Clinton: running for president since 1992

By Callum Borchers, The Washington Post
Published: June 12, 2016, 9:16pm

On a cold night in early February, Hillary Clinton looked out at the voters CNN had assembled for a town-hall event at the Derry Opera House in Derry, New Hampshire, and told them, “I never thought I would do this.”

Twenty-four years earlier, on another CNN telecast, Candy Crowley delivered this news: “Now Hillary Rodham Clinton is running for president.”

Crowley clarified: “Actually, she’s running for her husband, who’s running for president. But it can be a distinction without much difference.”

Media coverage of her presumptive nomination for president by the Democratic Party has noted its historic significance – she is the first woman to top a major-party ticket – and described how she bounced back from a primary defeat in 2008 to win.

In a literal sense, this is Clinton’s second attempt to win the White House. But a review of press accounts from her early days in the national spotlight makes clear that in the media’s eyes, the hard-charging, Yale-educated lawyer from Park Ridge, Ill., has been running for president since 1992.

One article more than any other cemented the narrative that Clinton wants to be commander in chief. It appeared in the May 1992 issue of Vanity Fair, under the headline “What Hillary Wants.” The subhead posed a provocative question: “The most controversial figure of the election year so far has been a woman, Hillary Clinton, and she isn’t even running for office. Or is she?”

But Vanity Fair writer Gail Sheehy detected in Clinton something more than a desire to continue practicing law while her husband ran the country. In an interview, Sheehy recalled pitching a Hillary Clinton profile to her editor in January 1992 – and meeting resistance.

“I was really on the case before almost anybody,” Sheehy said. “I had to really twist the arm of (then-Vanity Fair editor) Tina Brown to write about the candidate’s wife.
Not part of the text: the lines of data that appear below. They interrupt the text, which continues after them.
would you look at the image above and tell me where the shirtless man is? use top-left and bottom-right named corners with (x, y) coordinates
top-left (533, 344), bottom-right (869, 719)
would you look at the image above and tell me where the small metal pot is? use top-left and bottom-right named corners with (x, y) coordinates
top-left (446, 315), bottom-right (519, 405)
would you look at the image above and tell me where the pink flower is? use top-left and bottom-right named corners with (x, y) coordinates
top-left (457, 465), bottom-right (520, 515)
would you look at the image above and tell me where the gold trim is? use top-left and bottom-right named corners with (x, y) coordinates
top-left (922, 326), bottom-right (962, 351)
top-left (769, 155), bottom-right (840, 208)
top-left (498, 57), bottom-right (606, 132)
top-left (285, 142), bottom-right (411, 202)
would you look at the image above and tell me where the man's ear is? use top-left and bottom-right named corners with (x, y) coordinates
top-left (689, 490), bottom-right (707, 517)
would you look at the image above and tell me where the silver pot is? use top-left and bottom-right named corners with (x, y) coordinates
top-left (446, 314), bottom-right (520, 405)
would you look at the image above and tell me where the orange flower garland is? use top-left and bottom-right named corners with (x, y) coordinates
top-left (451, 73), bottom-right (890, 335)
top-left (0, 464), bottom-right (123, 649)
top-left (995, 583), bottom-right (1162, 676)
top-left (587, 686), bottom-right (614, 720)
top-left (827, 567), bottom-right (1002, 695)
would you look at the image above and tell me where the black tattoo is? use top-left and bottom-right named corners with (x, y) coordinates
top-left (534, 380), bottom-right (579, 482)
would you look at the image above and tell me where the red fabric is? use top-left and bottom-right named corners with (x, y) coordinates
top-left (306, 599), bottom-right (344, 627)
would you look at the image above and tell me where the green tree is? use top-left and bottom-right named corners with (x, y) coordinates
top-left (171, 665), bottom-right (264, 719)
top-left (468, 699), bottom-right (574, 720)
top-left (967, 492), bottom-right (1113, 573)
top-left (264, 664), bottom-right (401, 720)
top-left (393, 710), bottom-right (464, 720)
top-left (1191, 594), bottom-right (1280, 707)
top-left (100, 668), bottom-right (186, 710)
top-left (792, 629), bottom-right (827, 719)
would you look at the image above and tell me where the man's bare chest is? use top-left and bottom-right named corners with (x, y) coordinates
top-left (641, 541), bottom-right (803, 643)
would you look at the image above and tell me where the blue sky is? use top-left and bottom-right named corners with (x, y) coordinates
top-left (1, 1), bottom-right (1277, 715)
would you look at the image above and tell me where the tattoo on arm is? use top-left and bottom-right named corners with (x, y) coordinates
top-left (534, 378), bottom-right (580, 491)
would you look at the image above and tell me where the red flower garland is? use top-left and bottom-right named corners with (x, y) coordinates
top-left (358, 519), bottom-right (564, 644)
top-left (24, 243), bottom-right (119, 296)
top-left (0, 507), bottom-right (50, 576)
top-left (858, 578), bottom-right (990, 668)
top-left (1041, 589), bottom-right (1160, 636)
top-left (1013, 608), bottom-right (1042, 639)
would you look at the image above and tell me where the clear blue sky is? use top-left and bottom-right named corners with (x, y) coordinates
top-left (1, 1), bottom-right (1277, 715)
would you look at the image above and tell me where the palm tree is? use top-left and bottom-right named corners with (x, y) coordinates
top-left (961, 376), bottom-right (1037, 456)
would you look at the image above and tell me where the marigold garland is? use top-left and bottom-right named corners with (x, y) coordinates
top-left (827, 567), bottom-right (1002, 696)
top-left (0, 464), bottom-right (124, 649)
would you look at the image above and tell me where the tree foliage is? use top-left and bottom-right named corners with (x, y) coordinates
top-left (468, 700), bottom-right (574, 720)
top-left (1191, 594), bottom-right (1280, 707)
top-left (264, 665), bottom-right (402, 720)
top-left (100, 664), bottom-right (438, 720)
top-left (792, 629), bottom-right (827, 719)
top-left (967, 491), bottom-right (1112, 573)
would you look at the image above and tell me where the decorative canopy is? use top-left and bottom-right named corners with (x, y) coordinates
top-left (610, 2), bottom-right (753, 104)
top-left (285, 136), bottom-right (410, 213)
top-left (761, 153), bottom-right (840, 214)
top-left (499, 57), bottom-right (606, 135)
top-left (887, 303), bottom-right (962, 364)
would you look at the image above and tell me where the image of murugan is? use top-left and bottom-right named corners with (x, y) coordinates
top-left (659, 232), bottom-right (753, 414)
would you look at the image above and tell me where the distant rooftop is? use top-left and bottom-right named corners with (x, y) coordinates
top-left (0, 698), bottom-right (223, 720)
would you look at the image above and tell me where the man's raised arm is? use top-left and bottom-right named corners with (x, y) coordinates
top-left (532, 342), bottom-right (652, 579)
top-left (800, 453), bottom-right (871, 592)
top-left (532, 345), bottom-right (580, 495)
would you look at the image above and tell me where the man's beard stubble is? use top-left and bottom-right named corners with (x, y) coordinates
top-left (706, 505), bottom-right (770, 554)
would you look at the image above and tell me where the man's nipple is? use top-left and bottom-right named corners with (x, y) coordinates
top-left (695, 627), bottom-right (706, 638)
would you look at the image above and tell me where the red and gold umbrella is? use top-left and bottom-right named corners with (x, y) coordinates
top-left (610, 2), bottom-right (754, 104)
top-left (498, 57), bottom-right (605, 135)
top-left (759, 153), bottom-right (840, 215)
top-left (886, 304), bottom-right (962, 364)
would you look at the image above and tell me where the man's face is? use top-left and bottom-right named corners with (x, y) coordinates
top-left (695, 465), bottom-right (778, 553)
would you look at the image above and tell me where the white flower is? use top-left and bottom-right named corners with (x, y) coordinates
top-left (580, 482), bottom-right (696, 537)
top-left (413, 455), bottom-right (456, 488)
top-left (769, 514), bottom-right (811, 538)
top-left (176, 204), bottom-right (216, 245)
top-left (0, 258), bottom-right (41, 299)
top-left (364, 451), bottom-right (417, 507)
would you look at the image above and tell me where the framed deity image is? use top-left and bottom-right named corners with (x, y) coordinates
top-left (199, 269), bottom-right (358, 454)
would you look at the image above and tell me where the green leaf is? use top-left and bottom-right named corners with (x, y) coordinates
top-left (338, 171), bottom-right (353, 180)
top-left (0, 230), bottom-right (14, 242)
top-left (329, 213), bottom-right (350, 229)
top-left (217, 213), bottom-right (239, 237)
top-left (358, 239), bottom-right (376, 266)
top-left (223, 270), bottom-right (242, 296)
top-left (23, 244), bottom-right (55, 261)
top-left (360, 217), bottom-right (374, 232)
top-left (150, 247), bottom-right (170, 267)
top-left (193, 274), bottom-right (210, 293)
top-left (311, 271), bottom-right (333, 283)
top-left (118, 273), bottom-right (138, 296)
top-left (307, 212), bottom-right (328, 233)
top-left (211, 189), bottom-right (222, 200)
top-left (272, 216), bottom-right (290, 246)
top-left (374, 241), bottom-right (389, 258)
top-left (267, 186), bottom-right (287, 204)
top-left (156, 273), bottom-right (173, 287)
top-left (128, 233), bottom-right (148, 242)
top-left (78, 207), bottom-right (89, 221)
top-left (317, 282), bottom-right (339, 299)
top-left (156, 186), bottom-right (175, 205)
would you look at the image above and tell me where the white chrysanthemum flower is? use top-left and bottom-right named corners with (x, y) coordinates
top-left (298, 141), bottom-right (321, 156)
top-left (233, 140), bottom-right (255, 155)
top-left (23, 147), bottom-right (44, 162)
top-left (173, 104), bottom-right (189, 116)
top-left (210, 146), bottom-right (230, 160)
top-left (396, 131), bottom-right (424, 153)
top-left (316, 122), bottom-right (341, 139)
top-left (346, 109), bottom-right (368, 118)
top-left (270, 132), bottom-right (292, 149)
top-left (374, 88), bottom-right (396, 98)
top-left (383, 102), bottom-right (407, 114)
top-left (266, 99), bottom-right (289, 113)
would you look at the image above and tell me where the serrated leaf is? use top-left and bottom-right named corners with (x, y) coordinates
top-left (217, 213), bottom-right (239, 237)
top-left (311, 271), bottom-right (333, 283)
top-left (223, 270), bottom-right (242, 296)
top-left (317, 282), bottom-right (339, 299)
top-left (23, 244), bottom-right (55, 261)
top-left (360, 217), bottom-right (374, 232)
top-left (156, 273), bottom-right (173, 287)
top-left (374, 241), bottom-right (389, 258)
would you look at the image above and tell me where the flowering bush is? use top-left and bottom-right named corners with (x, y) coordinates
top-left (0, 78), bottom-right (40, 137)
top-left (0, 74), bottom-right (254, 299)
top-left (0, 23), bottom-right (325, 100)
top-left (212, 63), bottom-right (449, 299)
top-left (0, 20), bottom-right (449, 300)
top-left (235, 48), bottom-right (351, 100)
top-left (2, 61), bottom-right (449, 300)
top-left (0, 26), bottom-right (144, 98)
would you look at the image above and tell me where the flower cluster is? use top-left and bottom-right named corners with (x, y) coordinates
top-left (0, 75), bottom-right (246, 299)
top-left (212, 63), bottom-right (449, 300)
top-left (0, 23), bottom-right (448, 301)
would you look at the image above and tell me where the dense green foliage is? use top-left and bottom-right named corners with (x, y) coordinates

She said, ‘No, I want you to cover all the candidates. The candidate’s wife? That’s not important.’

Sheehy’s 10,000 word opus described Clinton as a “lawyer-activist-teacher-author-corporate boardwoman-mother and wife of Billsomething, who is the diesel engine powering the front-running Democratic campaign.”

Sheehy quoted Bill Clinton endorsing his wife’s fitness for the Oval Office: “It doesn’t bother me for people to see her and get excited and say she could be president. I always say she could be president, too.”

That was almost a quarter-century ago. On the pages and airwaves of American media, Clinton has been covered much like a presidential candidate ever since.

Sheehy believes Clinton was well aware of the speculation that she would one day be exactly where she is today. Contrary to what she said in New Hampshire in February, Clinton did think she would do this.